# ANSWERS TO QUESTION ABOUT CHAPTER 4

In [2]:
import pandas as pd
import statsmodels.formula.api as smf
from lets_plot import *
from lets_plot.mapping import as_discrete
from sklearn.model_selection import train_test_split
from sklearn.metrics import r2_score
LetsPlot.setup_html()# necessary to show plots on jupyter notebook

## QUESTION 2: APPLYING FWL THEOREM TO CALCULATE ATE OF MANAGEMENT TRAINING



In [3]:
dataset=pd.read_csv("management_training.csv")

In [4]:
print(dataset.isnull().sum())
print("shape: " + str(dataset.shape))

departament_id           0
intervention             0
engagement_score         0
tenure                   0
n_of_reports             0
gender                   0
role                     0
last_engagement_score    0
department_score         0
department_size          0
dtype: int64
shape: (10391, 10)


In [5]:
muestras_por_valor = dataset['intervention'].value_counts()
print("Samples with treatment:", muestras_por_valor[1])
print("Samples with treatment:", muestras_por_valor[0])

Samples with treatment: 5611
Samples with treatment: 4780


In [6]:
dataset.head()

Unnamed: 0,departament_id,intervention,engagement_score,tenure,n_of_reports,gender,role,last_engagement_score,department_score,department_size
0,76,1,0.277359,6,4,2,4,0.614261,0.224077,843
1,76,1,-0.449646,4,8,2,4,0.069636,0.224077,843
2,76,1,0.769703,6,4,2,4,0.866918,0.224077,843
3,76,1,-0.121763,6,4,2,4,0.029071,0.224077,843
4,76,1,1.526147,6,4,1,4,0.589857,0.224077,843


Seeking if there is any shadow discrete variable:

In [7]:
num_unique_values = dataset.nunique()
# Iterate over the columns and print the number of unique values
for column, num_values in num_unique_values.items():
    print(f"{column}: {num_values}")

departament_id: 76
intervention: 2
engagement_score: 10391
tenure: 7
n_of_reports: 8
gender: 2
role: 5
last_engagement_score: 10391
department_score: 76
department_size: 72


## PLOTS TO IDENTIFY CONFOUNDERS

It is possible to observe that density of points with treatment is more near to the right plot part.

In [8]:
(ggplot(dataset, aes(x='last_engagement_score', y='engagement_score', color=as_discrete('intervention'))) +
geom_point() +
ggmarginal("t", layer=geom_density()) +
ggtitle("engagement_score by last_engagement_score and intervention") +
xlab('last_engagement_score') +
ylab('engagement_score') +
theme_bw())

An increasing trend may be observed. As the tenure increases, so does the engagement score in both the control and treated groups.

In [9]:
ggplot(dataset, aes(y='engagement_score', fill=as_discrete('intervention'))) + \
    geom_boxplot(aes(x='tenure'), notched=True)+ \
ggtitle("engagement_score by tenure and intervention")
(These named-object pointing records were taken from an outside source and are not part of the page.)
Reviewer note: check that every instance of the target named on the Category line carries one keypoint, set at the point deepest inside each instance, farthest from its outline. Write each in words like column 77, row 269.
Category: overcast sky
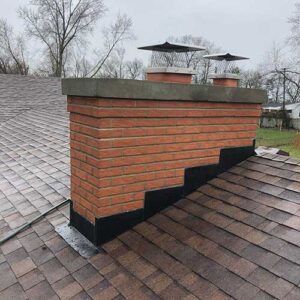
column 244, row 27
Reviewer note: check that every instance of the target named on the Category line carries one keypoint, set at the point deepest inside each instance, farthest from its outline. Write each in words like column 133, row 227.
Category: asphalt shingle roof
column 236, row 237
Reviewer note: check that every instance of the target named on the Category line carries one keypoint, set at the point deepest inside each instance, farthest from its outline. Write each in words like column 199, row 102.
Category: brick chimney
column 170, row 74
column 139, row 146
column 226, row 79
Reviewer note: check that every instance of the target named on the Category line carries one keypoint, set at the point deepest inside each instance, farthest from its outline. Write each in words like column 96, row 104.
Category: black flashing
column 157, row 200
column 82, row 225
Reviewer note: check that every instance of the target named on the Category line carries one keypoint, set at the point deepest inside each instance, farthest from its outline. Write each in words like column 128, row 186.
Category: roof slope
column 237, row 237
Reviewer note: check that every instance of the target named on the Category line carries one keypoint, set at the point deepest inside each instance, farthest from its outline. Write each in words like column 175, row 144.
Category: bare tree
column 59, row 25
column 193, row 59
column 12, row 51
column 114, row 66
column 114, row 36
column 294, row 22
column 134, row 69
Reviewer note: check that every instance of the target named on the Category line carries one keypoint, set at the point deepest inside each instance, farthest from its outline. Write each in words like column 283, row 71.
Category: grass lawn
column 285, row 140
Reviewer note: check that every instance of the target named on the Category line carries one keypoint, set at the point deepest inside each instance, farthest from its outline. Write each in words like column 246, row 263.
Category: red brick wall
column 122, row 148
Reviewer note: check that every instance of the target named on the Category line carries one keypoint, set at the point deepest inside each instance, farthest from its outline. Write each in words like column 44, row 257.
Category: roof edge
column 148, row 90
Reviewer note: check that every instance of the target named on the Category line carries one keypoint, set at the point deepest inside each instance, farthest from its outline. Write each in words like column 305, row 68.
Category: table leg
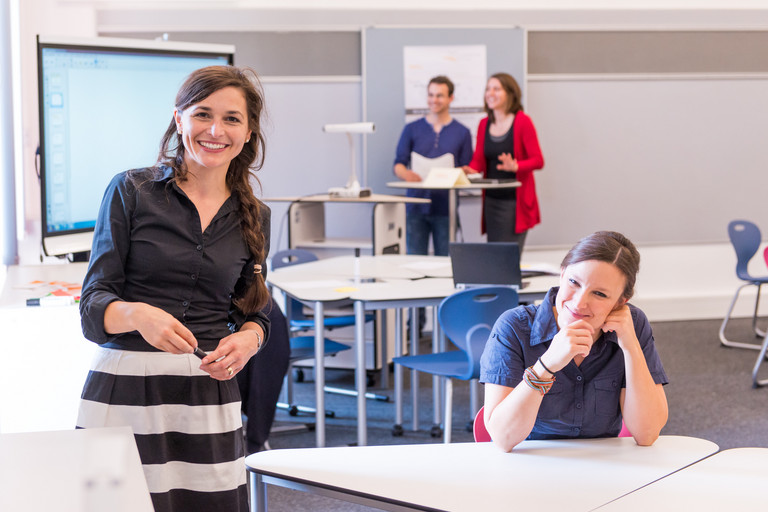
column 436, row 380
column 398, row 428
column 319, row 375
column 360, row 377
column 452, row 214
column 258, row 492
column 414, row 373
It is observed that the most senior managers, with tenure = 6 or 7, receive more treatment. Furthermore, managers with less experience receive much less treatment.

In [10]:
ggplot(dataset,aes(x='tenure', fill=as_discrete('intervention'))) + geom_histogram(alpha=0.5, position='identity') + \
ggtitle("Tenure histogram by intervention")

In [11]:
ggplot(dataset,aes(x='department_score', fill=as_discrete('intervention'))) + geom_histogram(alpha=0.5, position='identity') + \
ggtitle("Department_score histogram by intervention")

It can be seen in the following graph that in the case of role 2, the people who receive the treatment are almost twice as many as the people who do not receive it. There is a possibility that because you have role 2, you are more likely to receive the treatment.

In [12]:
ggplot(dataset,aes(x='role', fill=as_discrete('intervention'))) + geom_histogram(alpha=0.5, position='identity') + \
ggtitle("Role histogram by intervention")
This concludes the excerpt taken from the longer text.